Now I’ve found a farmer who agrees with me more or less. He was an Englishman writing in 1893. He might have been a bit prejudiced about anything from America but nevertheless his words are most interesting. I found him quoted in Farm and Dairy magazine in a regular column, “Let’s Talk Rusty Iron” by Sam Moore. After stating that corn’s merits have been considerably exaggerated, the Englishman went on: “Maize, although useful, is not a perfect food for pigs and poultry, as, although it’s fattening, it certainly produces an inferior quality of meat, having a somewhat coarse and fishy flavor, particularly objectionable in poultry.”
Sadly, the unpleasant effects of a high corn diet are easily achieved, even in a backyard operation. Since the high cost of corn caused many commercial poultry growers to shift to feeding wheat, perhaps even commercial birds are better this year.]
However, we have plenty of recipes for Frankenchickens. Figuring out how to cook a true free range bird is a whole different undertaking. The free range bird of commerce is quite decent. Clearly the growers are struggling for middle ground between people's expectation of chicken and real food. Often, they are accused of raising insufficiently free ranging birds, and for excellent reasons.
I'm just here to tell you, a real free range bird can be the stuff of rubber chicken jokes. The tender roaster is best kept penned, fed plentifully and killed young. The standard meat chicken is a Cornish Cross, an animal bred to grow giant breasts in record time. Even when raised in a natural environment, they are almost too stupid to go outside.

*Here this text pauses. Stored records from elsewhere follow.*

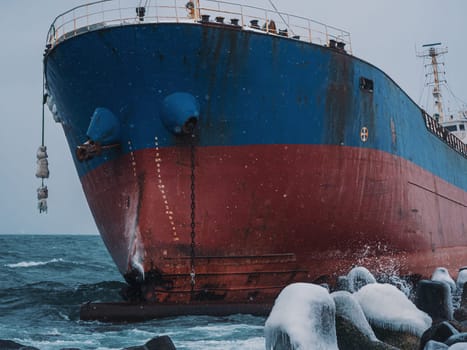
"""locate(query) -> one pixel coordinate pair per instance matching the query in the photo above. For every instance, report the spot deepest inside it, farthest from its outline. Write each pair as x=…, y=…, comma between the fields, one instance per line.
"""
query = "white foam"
x=33, y=263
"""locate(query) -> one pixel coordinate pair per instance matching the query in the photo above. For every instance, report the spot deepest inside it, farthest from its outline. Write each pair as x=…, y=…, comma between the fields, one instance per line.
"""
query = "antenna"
x=280, y=15
x=433, y=52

They grow so fast that their skeletons can't support the meat and they become crippled if allowed to live.
I like happy food best, food that gets a chance to hang out with the goats and eat bugs. Last summer, I met dinner. The Cornish Crosses were running around the pen in circles, while the Buff Orpingtons were perched on the rail, laughing at them. I took dinner home and slaughtered it, delicious happy food. The interesting thing was that even the overbred Cornish Cross had tough legs, best cooked by stewing, when it came out of a back yard.
Ah, that's it. Cut up the bird, possibly marinate it, but in any case cook it slowly in plenty of liquid. Roasted, your true free range bird may have the consistency of eating rubber bands. Stewed, the meat has texture and taste, and stands up well to strong flavors. Some Indian chicken recipes call for marinating, simmering and then grilling, treatment which causes American commercial chickens to disintegrate.

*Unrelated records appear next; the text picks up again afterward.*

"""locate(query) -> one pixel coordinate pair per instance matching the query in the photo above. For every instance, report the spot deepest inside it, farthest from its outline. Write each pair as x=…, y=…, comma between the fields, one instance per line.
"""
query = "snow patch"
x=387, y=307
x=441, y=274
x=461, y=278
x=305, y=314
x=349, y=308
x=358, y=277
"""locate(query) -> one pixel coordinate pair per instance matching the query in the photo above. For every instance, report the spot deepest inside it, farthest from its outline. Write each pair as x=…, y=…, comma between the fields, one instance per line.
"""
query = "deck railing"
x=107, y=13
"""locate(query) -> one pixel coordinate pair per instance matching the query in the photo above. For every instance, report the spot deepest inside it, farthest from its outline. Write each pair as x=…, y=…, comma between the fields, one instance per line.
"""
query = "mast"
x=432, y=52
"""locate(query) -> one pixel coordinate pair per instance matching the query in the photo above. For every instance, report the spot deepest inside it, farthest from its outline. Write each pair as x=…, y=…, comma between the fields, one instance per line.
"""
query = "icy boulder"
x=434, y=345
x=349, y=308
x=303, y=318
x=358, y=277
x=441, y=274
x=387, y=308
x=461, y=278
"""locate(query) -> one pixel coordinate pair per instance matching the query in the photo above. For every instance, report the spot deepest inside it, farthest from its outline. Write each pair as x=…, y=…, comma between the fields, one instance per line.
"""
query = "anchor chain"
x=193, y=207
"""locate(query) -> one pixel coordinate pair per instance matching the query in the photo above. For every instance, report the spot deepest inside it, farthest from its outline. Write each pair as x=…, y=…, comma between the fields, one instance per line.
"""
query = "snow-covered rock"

The little cull roosters from the order of straight run layers have very little meat on them at the point that they become too obnoxious to keep around. Soup, or coq au vin rouge. Old layers are mostly feathers, fuss and egg laying apparatus. Excellent soup. Our holiday bird was a particularly loud and obnoxious gander, seven pounds dressed. Marinated, browned and stewed. The gander had a little over a cup of fat, nothing compared to the Shelton's Natural goose I roasted last year. The Shelton's goose produced four cups of schmaltz and the digestive experience that inspired the saying "goes through you like goose grease." Fine roast goose, and very well received, by the way. Shelton's has good turkeys as well.
I get the arms now. After a few of summers of subsistence gardening, my biceps will no longer fit into the sleeves of my tailored suit jackets. Time for new jackets to go with my new chicken recipes.
Stovetop Peking Goose
Four quart heavy pot, goose, unpeeled whole garlic cloves, handful of coarsely chopped shallots or onion.

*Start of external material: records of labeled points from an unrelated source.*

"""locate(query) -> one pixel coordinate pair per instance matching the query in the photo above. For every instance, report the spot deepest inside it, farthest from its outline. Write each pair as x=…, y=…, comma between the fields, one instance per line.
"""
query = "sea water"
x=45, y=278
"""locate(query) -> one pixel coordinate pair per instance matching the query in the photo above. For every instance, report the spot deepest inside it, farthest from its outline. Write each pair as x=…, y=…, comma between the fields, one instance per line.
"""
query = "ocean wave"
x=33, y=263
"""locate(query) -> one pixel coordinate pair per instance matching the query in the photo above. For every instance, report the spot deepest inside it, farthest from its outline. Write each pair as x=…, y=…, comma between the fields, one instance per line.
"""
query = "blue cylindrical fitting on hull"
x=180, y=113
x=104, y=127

1/4 teaspoon ground cinnamon
1/2 teaspoon garlic powder
4 whole cloves, 1/2 teaspoon each whole cumin, peppercorns and coriander, crushed in a mortar or ground
2 whole star anise
1/2" peeled and sliced ginger
Cut the goose legs, wings and breasts off the backbone and cut the breasts in half so they fit in the pot. Rub with the spice mixture and pack into a deep bowl. Pour 2 tablespoons each vegetable oil, soy sauce, apple cider vinegar and sherry over the meat and marinate overnight in the refrigerator.
Brown the goose pieces on medium high heat, then remove from the pot and plunk back into the marinade. Pour off excess fat from the pot. Cook the garlic and shallots on low until onions are starting to turn translucent. Return goose pieces to pot. Add the marinade, 2 cups apple cider and 2 cups apple juice and cook on medium low heat until tender, about three hours, occasionally rearranging so that all the pieces cook evenly.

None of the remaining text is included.